Stead, who joined CCG from Fitch PSD three years ago, maintains that his departure is ‘an amicable split’ .
‘I resigned from CCG about a week ago on the basis of wanting to do something else. It’s all mutually agreed and I leave under no cloud,’ he says.
Stead hopes to start his own business having agreed a settlement with CCG chief executive David Hearn yesterday that allows him to do so in six months time.
A CCG spokesman says Stead’s departure has ‘nothing to do with’ the company’s statement on Monday that one of its largest clients, Allied Domecq, will terminate its contract from October.

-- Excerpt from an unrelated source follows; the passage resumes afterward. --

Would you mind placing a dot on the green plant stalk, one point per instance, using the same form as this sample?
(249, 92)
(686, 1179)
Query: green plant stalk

In a statement by the group it admits the loss of Allied Domecq means it may not be able to announce its audited results on 30 April, which could see trading in its shares suspended on the London Stock Exchange.
Share prices plunged on the announcement, down 65 per cent on Monday, and financial analysts suggest that the group will struggle to remain in its present form.
Stead’s exit follows the departure of former Fitch London chief executive Jane Simmonds earlier this month. Fitch London managing creative director Tim Greenhalgh says the group is ‘somewhat shielded’ from the Allied Domecq fall out, but admits staff morale is at risk. ‘The biggest problem could be more turmoil for our people.’
Following Simmonds departure, Greenhalgh and the group’s head of client services Lucy Unger have joined the management team, alongside Nigel Forsyth, Keith Bamber and Mark Southwood.
Greenhalgh says CCG has ‘indicated it may look for an overall chief executive’ to replace Simmonds, but that the decision is likely to be deferred.